To simplify \(\sqrt[]{36x^4}\), we can break it down as \(\sqrt[]{36} \times \sqrt[]{x^4} = 6 \times x^2 = 6x^2\), so the correct choice is \(6x^2\).

To simplify the cube root of 8x^3, we can rewrite it as the cube root of (2x)^3, which equals 2x.

To simplify \(\sqrt[]{49y^6}\), we can break down the square root into \(\sqrt[]{49} \times \sqrt[]{y^6} = 7y^3\), so the correct answer is \(7y^3\).

To simplify, we can rewrite the expression as \(\sqrt[4]{81x^8} = \sqrt[4]{(3^4)(x^2)^4} = 3x^2\), so the correct choice is \(3x^2\).

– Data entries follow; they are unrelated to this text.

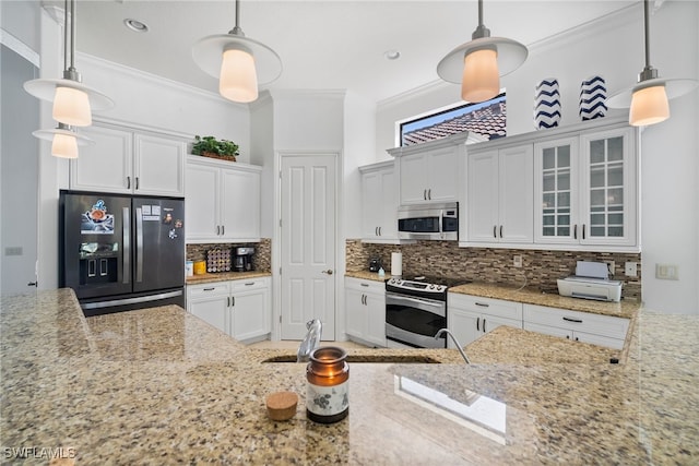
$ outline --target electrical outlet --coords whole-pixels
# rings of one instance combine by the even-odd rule
[[[679,279],[679,266],[675,264],[655,264],[655,278]]]
[[[638,276],[638,262],[627,262],[624,264],[624,275],[627,277]]]

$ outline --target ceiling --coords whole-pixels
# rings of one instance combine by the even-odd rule
[[[493,36],[532,45],[633,3],[639,1],[485,0],[484,23]],[[217,92],[217,81],[193,62],[191,47],[233,28],[233,0],[82,0],[76,19],[79,52]],[[125,19],[150,29],[134,33]],[[247,0],[239,20],[247,37],[282,58],[282,76],[268,88],[350,89],[380,101],[438,80],[439,60],[471,39],[477,1]],[[401,57],[388,60],[388,50]]]

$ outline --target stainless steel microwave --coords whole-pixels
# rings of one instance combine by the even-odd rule
[[[401,205],[398,236],[400,239],[458,240],[459,203]]]

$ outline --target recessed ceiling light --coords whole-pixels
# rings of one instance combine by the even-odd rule
[[[401,52],[398,50],[387,50],[383,52],[383,57],[386,57],[387,60],[398,60],[401,58]]]
[[[130,17],[127,17],[126,20],[123,20],[123,24],[131,31],[134,31],[137,33],[147,33],[149,32],[149,25],[145,23],[140,22],[139,20],[132,20]]]

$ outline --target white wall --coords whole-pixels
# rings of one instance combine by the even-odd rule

The correct answer is 4xy^2. To simplify, take the square root of 16 which is 4, and the square root of x^2 which is x, and y^4 which simplifies to y^2. Therefore, the answer is 4xy^2.

To simplify the cube root of 27x^6y^3, we find the cube root of each term: 3x^2y. Therefore, the correct choice is 3x^2y.

To simplify the square root of 64z^8, we can break down 64 into 8 * 8 and z^8 into z^4 * z^4. This gives us 8z^4 as the simplified form.